Корепин не упрашивал повременить: бесполезно, ни к чему; он мрачно, ожесточенно раскаивался, казнил себя, что все п р и д у м а л, поторопился, решил, что выйдет и по придумке, без чувства, массированной атакой. «Идиот! – распекал он себя. – Куда ты гонишь, куда спешишь? Что, завтра жизнь кончается? Мордуют тебя все кому не лень, а ты до сих пор ничему не научился». Ему захотелось, чтобы Любочка ушла, и поскорей. Мало того, что осрамился сам – еще и над именем Светланы надругался, той самой, с которой у него все ладится и везде – в быту, в отношениях. Чего он ищет? Зачем раздваивается? Почему так боится свадьбы и бесповоротности, с нею связанной? Почему надо иметь непременно двух женщин, продублировать оба варианта, подстраховаться? Вот точное выражение – подстраховаться: от слова «страх». Надо быть мужчиной, мужиком, нести свой крест и не лезть в дерьмо. Он не презирал себя, но ему хотелось остаться одному, чтобы заняться самобичеванием, проанализировать причины проигрыша. Но странное дело: внутренне остервенился он – и поостыла Любочка.
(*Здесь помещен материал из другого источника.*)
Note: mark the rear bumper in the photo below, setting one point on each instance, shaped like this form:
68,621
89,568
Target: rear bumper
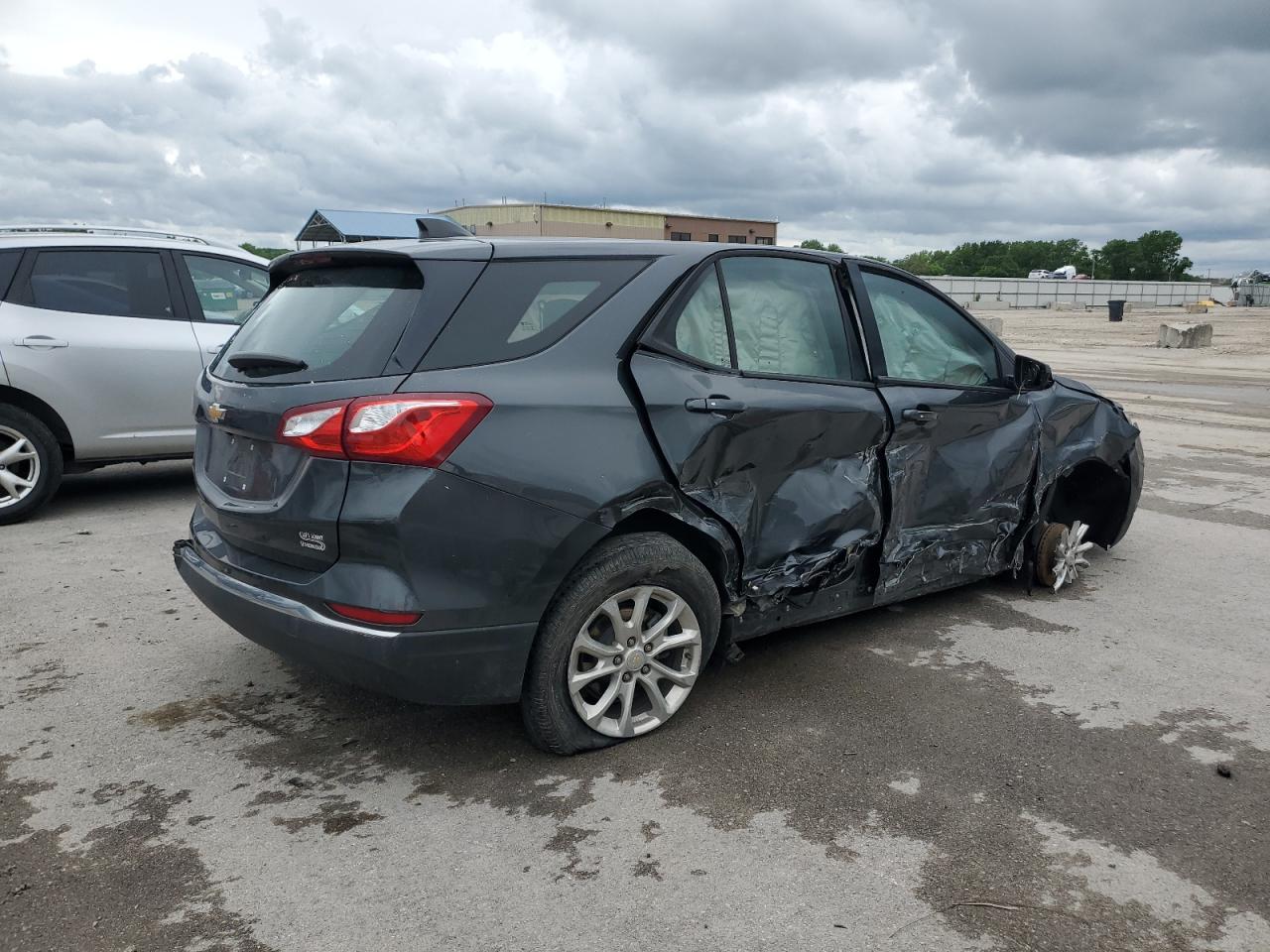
456,666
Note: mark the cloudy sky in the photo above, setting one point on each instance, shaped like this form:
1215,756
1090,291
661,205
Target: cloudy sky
883,126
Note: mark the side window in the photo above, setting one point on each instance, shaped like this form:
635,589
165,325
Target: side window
520,307
113,284
925,339
226,291
786,317
701,327
8,268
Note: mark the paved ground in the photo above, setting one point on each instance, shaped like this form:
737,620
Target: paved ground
978,770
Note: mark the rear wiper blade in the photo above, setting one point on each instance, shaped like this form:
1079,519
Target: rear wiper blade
267,362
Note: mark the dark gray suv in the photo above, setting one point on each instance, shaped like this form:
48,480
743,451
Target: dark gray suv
566,472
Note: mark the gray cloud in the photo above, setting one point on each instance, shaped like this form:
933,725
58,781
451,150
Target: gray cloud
881,130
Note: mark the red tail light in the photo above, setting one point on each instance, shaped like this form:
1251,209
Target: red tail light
318,428
373,615
416,429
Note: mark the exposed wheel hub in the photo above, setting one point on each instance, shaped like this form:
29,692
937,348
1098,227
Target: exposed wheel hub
1061,555
634,661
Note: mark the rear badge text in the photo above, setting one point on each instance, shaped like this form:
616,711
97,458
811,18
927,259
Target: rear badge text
314,540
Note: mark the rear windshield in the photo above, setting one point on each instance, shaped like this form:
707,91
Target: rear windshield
521,307
341,322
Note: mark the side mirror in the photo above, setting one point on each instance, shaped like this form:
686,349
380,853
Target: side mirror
1032,375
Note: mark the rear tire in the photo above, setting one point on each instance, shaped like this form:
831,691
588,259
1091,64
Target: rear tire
31,465
649,579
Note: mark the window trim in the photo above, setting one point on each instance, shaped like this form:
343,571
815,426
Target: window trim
190,295
22,294
654,336
878,357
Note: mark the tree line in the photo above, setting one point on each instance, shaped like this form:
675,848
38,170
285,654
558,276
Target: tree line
1155,255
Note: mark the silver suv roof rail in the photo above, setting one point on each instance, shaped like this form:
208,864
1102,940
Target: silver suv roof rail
98,230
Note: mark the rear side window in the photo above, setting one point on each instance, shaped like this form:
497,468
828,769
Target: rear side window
8,267
925,339
226,291
341,322
775,316
111,284
521,307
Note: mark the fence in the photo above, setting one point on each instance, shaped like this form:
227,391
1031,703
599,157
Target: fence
1029,293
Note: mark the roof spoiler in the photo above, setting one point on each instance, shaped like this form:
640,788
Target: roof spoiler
440,226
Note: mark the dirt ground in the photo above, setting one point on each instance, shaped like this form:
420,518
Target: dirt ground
979,770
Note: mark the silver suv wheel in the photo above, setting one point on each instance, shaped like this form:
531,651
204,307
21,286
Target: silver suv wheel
634,661
19,466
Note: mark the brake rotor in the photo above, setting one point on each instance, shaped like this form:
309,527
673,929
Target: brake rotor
1061,553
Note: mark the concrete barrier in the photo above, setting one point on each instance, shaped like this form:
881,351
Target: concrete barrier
1185,335
1035,293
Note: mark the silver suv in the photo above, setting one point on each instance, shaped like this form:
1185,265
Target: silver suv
102,335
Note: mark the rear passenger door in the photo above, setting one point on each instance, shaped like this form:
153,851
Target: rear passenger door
102,336
757,394
961,460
Уже одно то, что он ее не уговаривал, не удерживал (не малодушничал), а, еще недавно пристыженный и, казалось, уничтоженный, замуровался, – уже одно это заставило Любочку переменить первоначальное окончательное решение – уйти, хлопнув дверью. Хлопнуть дверью нетрудно, но будет ли от этого удовлетворение? Он ведь не остановит, вот что обидно. Она меланхолично, но с достоинством поруганной одевалась и уже оправдывала его: Ну, перенапрягся, с кем не бывает, нынче все психи… Лучше всего покурить, пока он очухается.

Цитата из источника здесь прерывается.